Guitars are one example of stringed musical instruments. Carbon fiber has been used in various portions of stringed instruments since the 1970s. In the past, the bodies of the stringed instrument have been formed of carbon fiber laminates which are generally stiff and light, however fiber laminates do not generally have the acoustic characteristics desired by those who are used to the sound of wood. The natural acoustic characteristics of carbon laminates cause the instrument to tend to sound metallic, and lack the warmth of wood. In addition, solid carbon fiber laminates have a higher density as compared to wood, and for a given weight, have significantly lower bending stiffness. Therefore using carbon fiber in the design of portions of stringed instrument in order to provide a desired acoustic response, tone, and feel of wood, is a challenge.
In the past, carbon fiber instrument builders have used continuous, long fiber reinforced materials to make the instruments. Manufacturing with these materials has been very costly, using high cost raw materials and requiring labor intensive meticulous human craftsmanship in the laminating process. This is particularly true in making the instrument sound box or body, or portion of the instrument to which the soundboard is attached, which is primarily for containing a volume of air to allow the creation of a Helmholtz resonator.
In the past, stringed musical instruments have been made from injection molded plastics. Due to the inferior structural and sonic response of these materials, these instruments are generally not preferred by most musicians.

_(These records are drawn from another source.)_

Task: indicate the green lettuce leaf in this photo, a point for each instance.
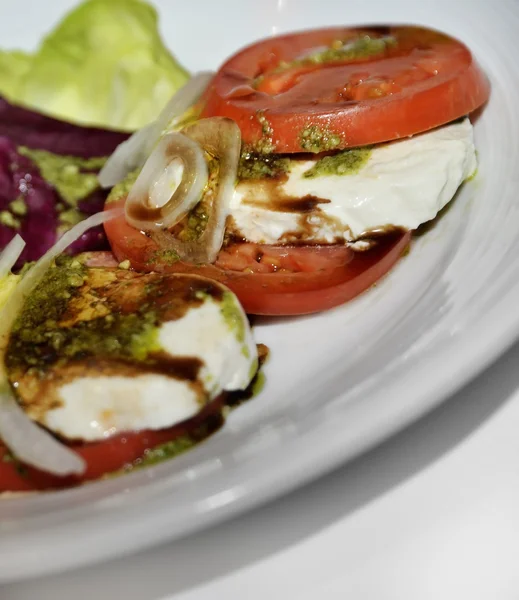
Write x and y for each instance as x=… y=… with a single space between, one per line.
x=104 y=64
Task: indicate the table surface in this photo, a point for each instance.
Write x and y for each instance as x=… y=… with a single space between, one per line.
x=432 y=513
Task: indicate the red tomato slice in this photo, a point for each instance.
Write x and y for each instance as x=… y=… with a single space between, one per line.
x=273 y=280
x=115 y=453
x=422 y=79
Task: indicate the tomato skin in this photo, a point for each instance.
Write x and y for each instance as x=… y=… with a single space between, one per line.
x=309 y=279
x=427 y=80
x=104 y=457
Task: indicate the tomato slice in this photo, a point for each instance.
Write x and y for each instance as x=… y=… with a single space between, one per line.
x=273 y=280
x=108 y=456
x=294 y=93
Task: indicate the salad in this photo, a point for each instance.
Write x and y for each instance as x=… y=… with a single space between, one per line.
x=139 y=232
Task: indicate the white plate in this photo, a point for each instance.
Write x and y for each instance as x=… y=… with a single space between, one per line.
x=337 y=382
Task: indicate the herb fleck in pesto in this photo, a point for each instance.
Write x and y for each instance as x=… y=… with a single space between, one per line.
x=122 y=189
x=167 y=257
x=316 y=139
x=74 y=178
x=265 y=145
x=362 y=47
x=347 y=162
x=38 y=339
x=233 y=316
x=261 y=166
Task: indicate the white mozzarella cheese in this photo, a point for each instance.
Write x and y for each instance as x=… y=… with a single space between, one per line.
x=403 y=184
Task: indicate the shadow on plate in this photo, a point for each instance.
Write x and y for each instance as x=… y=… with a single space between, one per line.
x=208 y=555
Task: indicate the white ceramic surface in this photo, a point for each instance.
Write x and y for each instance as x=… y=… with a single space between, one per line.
x=448 y=310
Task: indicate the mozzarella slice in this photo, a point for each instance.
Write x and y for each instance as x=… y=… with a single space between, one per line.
x=201 y=346
x=403 y=184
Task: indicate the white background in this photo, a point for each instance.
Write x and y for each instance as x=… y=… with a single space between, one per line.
x=431 y=514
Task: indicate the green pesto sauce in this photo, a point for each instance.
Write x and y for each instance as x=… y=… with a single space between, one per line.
x=198 y=216
x=233 y=315
x=166 y=257
x=261 y=166
x=166 y=451
x=71 y=176
x=316 y=139
x=37 y=337
x=362 y=47
x=347 y=162
x=265 y=145
x=122 y=189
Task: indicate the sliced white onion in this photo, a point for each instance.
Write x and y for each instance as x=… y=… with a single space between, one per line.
x=26 y=440
x=10 y=254
x=221 y=138
x=133 y=153
x=175 y=201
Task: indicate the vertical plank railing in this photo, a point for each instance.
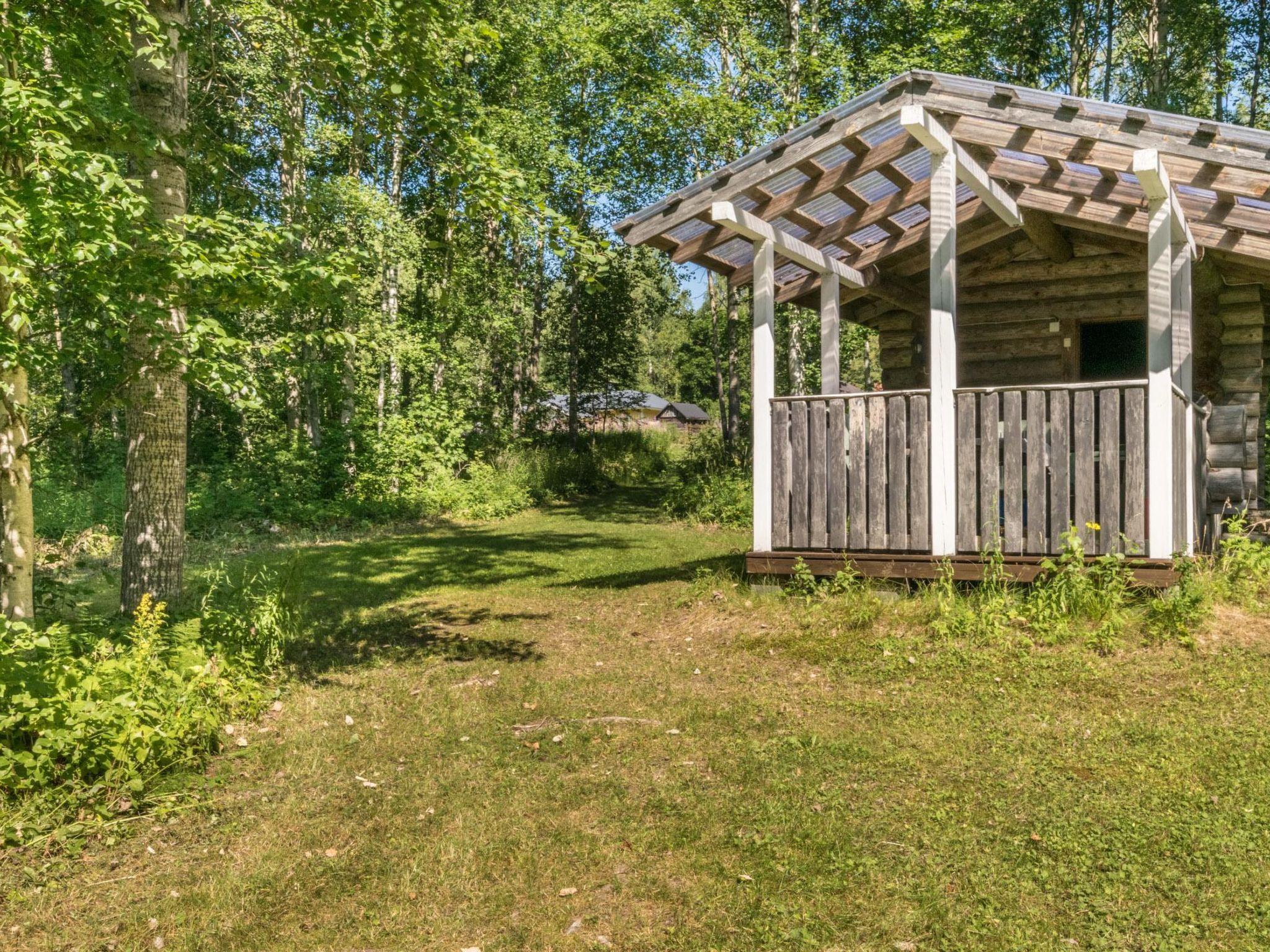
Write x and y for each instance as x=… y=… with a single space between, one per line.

Many different variations of wood and carbon fiber have been attempted in order to provide an acceptable level of performance with respect to vibration, structural integrity, acoustic response, tone, and feel for a stringed instrument. The use of alternative materials in the formation of sound boxes or soundboards, in many instances, has resulted in an instrument which is over damped. In addition, in many instances where carbon or other materials have been used in the formation of the soundboard or sound box, the soundboard or sound box is overly thin, causing the instrument to be prone to damage upon exposure to minor impacts.
A typical acoustic guitar has a hollow body or sound box connected to a neck. A soundboard with a sound hole is attached to the sound box. A back or bottom board is spaced from the soundboard, and a shaped side wall extends between the soundboard and backboard.
A stringed musical instrument has a series of strings strung at substantial tension from a bridge on the soundboard, across the soundboard proximate to a sound hole, and along the neck. The string tension creates forces which act on the soundboard and which, over time, may cause bending, cracking or other damage to the soundboard. The damage can result in structural failure and altered intonation of the stringed musical instrument. As such, the sound box, must be constructed in a relatively strong and stable manner, without making it to heavy, or limiting its response.
In high quality stringed musical instruments, the soundboard must be capable of vibration to provide superior acoustic performance while being rigid so that it withstands the forces created by the tensioned strings. These requirements are at cross-purposes, and have been very difficult to achieve, particularly when the soundboard is constructed from a material other than choice wooden materials.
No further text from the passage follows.